Repéré par Emeline Amétis, mis à jour le 10.05.2016 à 14 h 52

Repéré sur The Guardian

Les jeunes Indiens sont de plus en plus nombreux à avoir recours à cette opération complexe et dangereuse.

En Inde, les chirurgiens orthopédiques sont confrontés à une demande de plus en plus importante d’opération d’allongement osseux (image d’illustration) | LIU JIN/AFP

En Inde, les chirurgiens orthopédiques sont confrontés à une demande de plus en plus importante d’opération d’allongement osseux (image d’illustration) | LIU JIN/AFP

«C’est de la folie de s’infliger ça.» Le chirurgien a beau avoir réussi à allonger les jambes de plus de 300 patients en cinq ans, Amar Sarin doute encore de l’éthique de cette pratique.
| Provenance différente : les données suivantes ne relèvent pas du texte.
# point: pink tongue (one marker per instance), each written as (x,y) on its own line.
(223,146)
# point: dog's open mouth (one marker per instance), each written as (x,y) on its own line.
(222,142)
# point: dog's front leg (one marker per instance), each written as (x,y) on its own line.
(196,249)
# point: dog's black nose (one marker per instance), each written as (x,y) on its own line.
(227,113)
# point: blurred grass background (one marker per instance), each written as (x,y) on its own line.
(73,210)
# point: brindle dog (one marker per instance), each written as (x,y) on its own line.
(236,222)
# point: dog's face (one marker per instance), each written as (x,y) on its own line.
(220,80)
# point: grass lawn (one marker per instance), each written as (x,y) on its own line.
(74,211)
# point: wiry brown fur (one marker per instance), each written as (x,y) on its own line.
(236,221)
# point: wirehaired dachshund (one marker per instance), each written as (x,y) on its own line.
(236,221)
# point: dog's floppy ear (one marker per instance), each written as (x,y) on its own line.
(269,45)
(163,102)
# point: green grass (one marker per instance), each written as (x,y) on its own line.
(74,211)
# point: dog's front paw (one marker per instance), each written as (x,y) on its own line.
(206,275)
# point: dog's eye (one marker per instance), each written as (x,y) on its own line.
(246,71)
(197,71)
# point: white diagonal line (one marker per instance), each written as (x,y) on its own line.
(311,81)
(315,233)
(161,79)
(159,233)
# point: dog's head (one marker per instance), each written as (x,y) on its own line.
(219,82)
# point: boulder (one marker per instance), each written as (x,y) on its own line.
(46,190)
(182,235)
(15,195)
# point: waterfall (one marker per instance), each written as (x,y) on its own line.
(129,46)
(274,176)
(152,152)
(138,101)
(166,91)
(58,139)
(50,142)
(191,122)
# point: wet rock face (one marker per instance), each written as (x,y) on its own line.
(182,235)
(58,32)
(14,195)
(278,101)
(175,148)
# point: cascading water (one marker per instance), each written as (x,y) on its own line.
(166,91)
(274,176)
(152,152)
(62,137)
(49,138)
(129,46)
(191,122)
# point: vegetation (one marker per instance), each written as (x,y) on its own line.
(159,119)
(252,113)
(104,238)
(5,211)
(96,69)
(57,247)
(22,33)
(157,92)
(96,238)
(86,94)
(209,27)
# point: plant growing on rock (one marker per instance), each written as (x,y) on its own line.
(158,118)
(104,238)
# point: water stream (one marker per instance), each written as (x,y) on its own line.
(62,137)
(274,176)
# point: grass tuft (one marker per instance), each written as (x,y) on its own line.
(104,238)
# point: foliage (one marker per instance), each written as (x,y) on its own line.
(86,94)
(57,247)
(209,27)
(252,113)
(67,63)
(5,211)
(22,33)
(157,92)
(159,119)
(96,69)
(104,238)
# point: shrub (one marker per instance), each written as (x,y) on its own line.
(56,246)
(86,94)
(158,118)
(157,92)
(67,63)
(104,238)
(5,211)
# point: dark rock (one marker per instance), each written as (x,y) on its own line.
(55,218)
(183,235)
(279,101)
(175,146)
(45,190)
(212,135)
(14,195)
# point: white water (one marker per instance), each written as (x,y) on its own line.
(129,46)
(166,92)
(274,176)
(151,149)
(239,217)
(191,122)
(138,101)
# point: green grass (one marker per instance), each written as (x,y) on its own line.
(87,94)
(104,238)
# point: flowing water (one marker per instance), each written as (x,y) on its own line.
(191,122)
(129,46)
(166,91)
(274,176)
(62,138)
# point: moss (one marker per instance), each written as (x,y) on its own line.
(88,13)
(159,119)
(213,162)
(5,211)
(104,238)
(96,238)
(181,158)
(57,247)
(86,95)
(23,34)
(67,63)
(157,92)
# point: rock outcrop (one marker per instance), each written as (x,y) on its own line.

Dans un article publié par le Guardian, le chirurgien orthopédique de Delhi déplore les trop nombreux recours dans son pays à cette opération chirurgicale à des fins exclusivement esthétiques (parce qu’en Inde être beau c’est être grand), qui plus est souvent réalisée dans des conditions désastreuses.

Pratiquée pour la première fois dans la Sibérie des années 1950 par le Polonais Gavriil Ilizarov, l’opération (qui servait surtout aux victimes d’accidents ou aux personnes nées avec deux jambes d’une longueur différente) consiste à briser les os des jambes en deux et à les allonger progressivement grâce à une attelle métallique, qui a hérité de son nom«C’est l’une des opérations orthopédiques les plus difficiles à réaliser, et les gens la font après seulement un ou deux mois de préparation, avec un chirurgien qui s’en sert sûrement pour s’entraîner. Il n’y a pas de formation, rien», regrette Amar Sarin.

Chantage au suicide

«Nous ne recommandons pas aux patients d’avoir recours à cette opération, sauf dans des cas exceptionnels. Ces opérations ne sont pas monnaie courante et présentent un risque élevé de complications», explique le président de l’association d’orthopédie indienne, le docteur Sudhir Kapoor.

«Il arrive que nous refusions des propositions», raconte Amar Sarin, qui reçoit une vingtaine d’appels par jour de personnes lui disant: «Je veux être grand. Je dois être plus grand.» Il explique tenter de leur expliquer les risques encourus: «Nous essayons d’abord de les conseiller, mais certains patients ont déjà menacé de se suicider si je leur refusais l’opération. J’ai déjà dû appeler la police à deux reprises.» En avril, un comité éthique de l’État indien d’Andhra Pradesh a convoqué des chirurgiens orthopédiques au sujet d’un jeune homme de 23 ans, opéré après que des docteurs le lui avaient pourtant déconseillé.

Toutefois, le docteur reste persuadé qu’un allongement osseux réussi peut transformer la vie d’une personne: «On peut à peine les reconnaître. Ça vaut le coup de voir à quel point leur confiance en eux grandit.»